Tissue SOD, MPO, and MDA activity detection
The tissue homogenate diluted with saline buffer was centrifuged at 2500 r/min for 10 min, and then the subsequent activity detection assay was carried out. The enzyme activity was determined according to the ELISA kit. The SOD activity unit is regarded as 50% inhibition of SOD per mg of tissue protein in a 1 ml reaction. For MPO, the enzyme activity unit was calculated as the decomposition of 1 mmol of H2O2 per gram of wet tissue at 37 °C in the reaction system.
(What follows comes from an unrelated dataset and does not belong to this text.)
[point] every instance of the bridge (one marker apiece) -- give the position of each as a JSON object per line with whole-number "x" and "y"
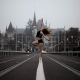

The cytokines from each sample were detected using a Cytometric Bead Array (BD) and analyzed using a BD LSR II flow cytometer. The standard operation was carried out according to the instructions.
Experimental data acquisition
The blood pressure and heart rate of the rats were monitored continuously by LabChart7.0 software (AD Instruments Co., Ltd.); the rats were infused with 1 ml of heparin sodium salt water at the five time points T1, T2, T3, T4 and T5. Arterial blood samples were taken from the rats for blood gas analysis.
Statistical analysis was performed using GraphPad Prism 5.0 software. All data were analyzed by one-way ANOVA/two-way ANOVA followed by post hoc Tukey's test. P < 0.05 was considered to be statistically significant.